Five things I learned as an ESL teacher

In January 2018, I jumped on a flight to Vietnam to become an ESL (English as a Second Language) teacher. At this point, I had very little teaching experience and didn’t really know what was in store for me. I was nervous, I was excited and I was eager to get stuck in- a sense of enthusiasm that carried me through five months of teaching English to over 600 students.

It’s true when they say that no two days are the same as an ESL teacher; it’s frantic, invigorating, and at some points a real challenge. Who knew a classroom of 50 students could be so loud?

I’ve taken away so much from my time in Vietnam, but here are just five things I learned as an ESL teacher:

  • Experience isn’t essential – I was so nervous about my lack of teaching experience when I stepped into the classroom on my very first day, however it turns out that it really didn’t matter. Very few of my fellow teachers had any previous experience, and some of them went on to be the most amazing, confident and creative ESL tutors. Whether you’ve taught for 30 years or 30 minutes, it seems that the most important thing is to tackle each day with boundless enthusiasm, patience, and a good sense of humour.

 

  • Your pupils will teach you more than you can teach them – I’d always loved being around children, but it wasn’t until I became a teacher that I realised just how much there is to learn from them. Some of the students I taught practised English with so much confidence that it inspired me to try harder in my own Vietnamese language classes (…I was still rubbish), and demonstrated such perseverance that I couldn’t help being amazed every single day.

 

  • It won’t always be plain sailing – Trust me, just when you think you’ve got the hang of teaching, one of your pupils will throw such a curve ball that you’ll be lost for words.
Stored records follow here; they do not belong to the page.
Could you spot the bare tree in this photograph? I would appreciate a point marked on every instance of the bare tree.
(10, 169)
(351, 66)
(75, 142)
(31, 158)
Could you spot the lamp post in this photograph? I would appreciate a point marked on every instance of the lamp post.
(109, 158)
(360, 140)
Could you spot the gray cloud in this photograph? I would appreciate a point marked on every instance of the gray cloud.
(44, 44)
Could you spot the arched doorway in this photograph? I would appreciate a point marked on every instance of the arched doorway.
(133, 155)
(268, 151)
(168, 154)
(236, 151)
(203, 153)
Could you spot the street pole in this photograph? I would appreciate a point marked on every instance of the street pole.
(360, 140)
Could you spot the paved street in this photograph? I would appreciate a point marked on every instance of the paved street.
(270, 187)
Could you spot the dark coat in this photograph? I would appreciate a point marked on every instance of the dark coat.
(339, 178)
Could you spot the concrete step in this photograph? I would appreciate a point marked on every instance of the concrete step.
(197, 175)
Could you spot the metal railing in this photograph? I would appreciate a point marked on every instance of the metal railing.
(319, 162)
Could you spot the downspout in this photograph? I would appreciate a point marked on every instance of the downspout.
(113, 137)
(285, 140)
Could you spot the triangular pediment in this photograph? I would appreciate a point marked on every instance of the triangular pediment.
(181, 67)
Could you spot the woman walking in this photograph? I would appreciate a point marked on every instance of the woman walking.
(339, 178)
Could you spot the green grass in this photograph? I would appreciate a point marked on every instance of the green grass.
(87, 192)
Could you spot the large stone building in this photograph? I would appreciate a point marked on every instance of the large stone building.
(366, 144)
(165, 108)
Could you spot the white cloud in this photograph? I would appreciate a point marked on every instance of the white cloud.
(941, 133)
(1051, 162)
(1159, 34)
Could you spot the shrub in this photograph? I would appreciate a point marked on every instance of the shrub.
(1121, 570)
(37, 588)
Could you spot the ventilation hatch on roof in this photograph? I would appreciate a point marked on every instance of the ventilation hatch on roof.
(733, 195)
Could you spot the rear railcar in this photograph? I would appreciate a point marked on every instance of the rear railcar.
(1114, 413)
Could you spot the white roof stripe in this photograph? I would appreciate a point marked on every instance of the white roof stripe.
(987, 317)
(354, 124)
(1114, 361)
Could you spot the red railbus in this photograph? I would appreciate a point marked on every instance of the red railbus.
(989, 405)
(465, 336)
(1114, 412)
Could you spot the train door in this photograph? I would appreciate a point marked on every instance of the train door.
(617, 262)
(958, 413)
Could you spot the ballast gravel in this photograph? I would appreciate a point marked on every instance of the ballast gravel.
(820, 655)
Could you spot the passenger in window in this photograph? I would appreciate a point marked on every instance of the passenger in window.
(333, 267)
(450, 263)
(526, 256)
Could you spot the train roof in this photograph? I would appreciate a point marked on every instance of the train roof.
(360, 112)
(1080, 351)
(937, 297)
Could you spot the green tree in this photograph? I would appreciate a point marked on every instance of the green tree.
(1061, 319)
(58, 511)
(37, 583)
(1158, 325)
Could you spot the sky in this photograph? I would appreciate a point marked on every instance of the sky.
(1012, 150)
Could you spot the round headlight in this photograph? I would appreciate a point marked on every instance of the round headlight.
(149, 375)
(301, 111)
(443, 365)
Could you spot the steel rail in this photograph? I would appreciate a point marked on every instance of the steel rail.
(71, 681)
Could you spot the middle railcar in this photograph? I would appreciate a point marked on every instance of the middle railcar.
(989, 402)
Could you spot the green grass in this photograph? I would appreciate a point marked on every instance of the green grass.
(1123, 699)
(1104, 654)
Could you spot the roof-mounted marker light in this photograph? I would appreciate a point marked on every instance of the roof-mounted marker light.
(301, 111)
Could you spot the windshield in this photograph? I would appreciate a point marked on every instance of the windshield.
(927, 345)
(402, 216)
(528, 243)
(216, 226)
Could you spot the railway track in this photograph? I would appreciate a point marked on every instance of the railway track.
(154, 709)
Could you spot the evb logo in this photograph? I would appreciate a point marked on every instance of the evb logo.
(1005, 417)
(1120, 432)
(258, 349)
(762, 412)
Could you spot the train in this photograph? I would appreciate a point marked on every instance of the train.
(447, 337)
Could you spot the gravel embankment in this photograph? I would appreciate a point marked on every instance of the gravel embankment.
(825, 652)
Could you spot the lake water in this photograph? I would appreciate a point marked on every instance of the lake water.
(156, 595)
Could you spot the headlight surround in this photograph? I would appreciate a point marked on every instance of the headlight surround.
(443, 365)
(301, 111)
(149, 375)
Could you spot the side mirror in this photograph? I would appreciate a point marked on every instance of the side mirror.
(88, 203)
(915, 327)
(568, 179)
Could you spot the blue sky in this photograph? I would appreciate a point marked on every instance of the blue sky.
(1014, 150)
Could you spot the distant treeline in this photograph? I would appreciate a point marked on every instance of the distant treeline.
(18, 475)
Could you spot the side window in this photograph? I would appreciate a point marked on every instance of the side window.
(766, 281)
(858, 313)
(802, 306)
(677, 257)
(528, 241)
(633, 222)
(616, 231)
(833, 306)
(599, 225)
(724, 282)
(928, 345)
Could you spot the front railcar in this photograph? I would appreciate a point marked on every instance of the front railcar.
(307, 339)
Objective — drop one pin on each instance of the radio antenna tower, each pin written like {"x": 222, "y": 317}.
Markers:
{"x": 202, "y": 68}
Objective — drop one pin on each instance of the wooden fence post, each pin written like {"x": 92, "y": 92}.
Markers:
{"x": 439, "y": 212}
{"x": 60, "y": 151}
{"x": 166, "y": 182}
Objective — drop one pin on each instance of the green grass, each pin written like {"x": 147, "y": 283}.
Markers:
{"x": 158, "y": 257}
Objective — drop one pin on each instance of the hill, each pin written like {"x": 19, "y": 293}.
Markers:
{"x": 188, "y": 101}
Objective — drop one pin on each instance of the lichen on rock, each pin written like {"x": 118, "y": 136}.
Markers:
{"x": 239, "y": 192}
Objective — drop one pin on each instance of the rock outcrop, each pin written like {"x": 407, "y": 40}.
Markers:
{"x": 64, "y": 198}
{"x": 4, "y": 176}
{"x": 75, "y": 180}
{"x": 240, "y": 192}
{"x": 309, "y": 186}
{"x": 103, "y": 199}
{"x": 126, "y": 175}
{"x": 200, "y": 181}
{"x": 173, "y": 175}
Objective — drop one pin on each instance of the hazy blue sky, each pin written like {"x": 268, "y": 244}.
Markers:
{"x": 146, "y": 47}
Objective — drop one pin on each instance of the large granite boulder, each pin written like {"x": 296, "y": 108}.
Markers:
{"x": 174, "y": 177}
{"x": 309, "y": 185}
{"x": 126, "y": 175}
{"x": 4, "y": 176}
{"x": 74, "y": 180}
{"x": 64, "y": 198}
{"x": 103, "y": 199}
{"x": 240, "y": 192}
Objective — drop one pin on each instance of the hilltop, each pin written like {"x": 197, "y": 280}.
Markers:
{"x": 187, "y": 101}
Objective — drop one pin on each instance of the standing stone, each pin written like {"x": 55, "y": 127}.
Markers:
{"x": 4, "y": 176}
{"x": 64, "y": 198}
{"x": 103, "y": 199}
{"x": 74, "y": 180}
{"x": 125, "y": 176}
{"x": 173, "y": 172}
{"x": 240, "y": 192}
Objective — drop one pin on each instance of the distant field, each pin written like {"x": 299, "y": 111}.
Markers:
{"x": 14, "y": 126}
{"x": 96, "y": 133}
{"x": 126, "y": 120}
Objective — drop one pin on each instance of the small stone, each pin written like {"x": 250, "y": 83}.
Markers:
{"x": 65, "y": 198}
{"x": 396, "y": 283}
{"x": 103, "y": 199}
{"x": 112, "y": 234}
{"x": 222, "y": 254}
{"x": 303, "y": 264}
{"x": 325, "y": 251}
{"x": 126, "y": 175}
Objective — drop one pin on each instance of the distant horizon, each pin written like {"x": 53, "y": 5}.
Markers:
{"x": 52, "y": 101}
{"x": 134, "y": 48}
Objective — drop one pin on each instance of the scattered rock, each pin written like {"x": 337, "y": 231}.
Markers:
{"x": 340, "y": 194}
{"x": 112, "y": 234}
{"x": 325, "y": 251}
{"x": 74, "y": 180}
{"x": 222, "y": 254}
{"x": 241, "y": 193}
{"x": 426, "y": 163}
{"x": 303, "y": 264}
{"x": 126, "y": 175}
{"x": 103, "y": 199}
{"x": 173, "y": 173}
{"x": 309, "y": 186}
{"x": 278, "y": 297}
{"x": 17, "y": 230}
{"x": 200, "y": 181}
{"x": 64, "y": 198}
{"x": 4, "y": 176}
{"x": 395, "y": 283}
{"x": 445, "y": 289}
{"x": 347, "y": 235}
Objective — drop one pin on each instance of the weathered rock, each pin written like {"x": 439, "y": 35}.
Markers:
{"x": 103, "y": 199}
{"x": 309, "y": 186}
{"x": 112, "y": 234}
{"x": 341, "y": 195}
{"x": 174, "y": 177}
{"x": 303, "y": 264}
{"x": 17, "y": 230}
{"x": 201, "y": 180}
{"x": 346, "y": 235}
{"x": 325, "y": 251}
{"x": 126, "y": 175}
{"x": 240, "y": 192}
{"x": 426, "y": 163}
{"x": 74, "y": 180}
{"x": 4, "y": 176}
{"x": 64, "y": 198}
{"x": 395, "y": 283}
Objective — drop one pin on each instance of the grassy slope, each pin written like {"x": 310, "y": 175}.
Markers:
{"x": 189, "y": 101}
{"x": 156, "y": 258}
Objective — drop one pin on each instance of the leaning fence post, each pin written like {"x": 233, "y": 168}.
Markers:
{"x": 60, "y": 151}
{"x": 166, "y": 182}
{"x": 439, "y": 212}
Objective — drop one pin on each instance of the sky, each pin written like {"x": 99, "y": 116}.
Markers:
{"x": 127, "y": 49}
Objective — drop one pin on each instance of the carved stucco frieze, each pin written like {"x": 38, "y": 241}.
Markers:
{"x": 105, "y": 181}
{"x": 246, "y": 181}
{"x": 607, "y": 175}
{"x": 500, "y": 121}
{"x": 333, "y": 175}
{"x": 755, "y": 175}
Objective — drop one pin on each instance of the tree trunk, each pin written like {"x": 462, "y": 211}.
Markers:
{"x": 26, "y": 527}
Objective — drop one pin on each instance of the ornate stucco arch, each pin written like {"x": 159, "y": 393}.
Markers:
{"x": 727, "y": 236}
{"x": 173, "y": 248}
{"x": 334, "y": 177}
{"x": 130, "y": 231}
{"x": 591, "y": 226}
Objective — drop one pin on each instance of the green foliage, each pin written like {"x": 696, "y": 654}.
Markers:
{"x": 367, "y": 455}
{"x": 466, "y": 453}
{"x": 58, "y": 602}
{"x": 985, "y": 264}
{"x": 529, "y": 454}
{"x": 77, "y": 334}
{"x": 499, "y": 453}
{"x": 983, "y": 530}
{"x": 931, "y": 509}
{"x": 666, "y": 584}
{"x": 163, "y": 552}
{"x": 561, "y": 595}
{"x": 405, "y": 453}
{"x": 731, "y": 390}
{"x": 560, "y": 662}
Some of these times will be positive, and others not so much.. There was the time one of my students brought his pet turtle to class in a lemonade bottle (why?!), and the time a boy of no more than eight years old wrote “f*** you teacher” on his whiteboard to let me know just how he felt about my lesson. Fab. Nevertheless, you’ll grow to handle these challenges and become a better teacher for it.

 

  • Games are your best friend – No matter what age or ability your students are, a good game will always always always save your life if your lesson plan has fallen apart (or if you’re just hoping to lighten the mood). Language games are fun, they give your lesson another dimension, and they’re a great way to reward hard-working students. They’re also a great way to encourage shyer pupils to get involved (and give you a little break from teaching the hard stuff), so they’re a win win all round.

 

  • It’s incredibly rewarding – There really is nothing like the sense of pride you feel when a student grasps a tricky tense, or the rush of excitement you get after a lesson went well. I formed such great bonds with some of my pupils and saying goodbye after five months was really, truly difficult. Of course, teaching isn’t for everyone, but I couldn’t believe how rewarding I found the whole experience.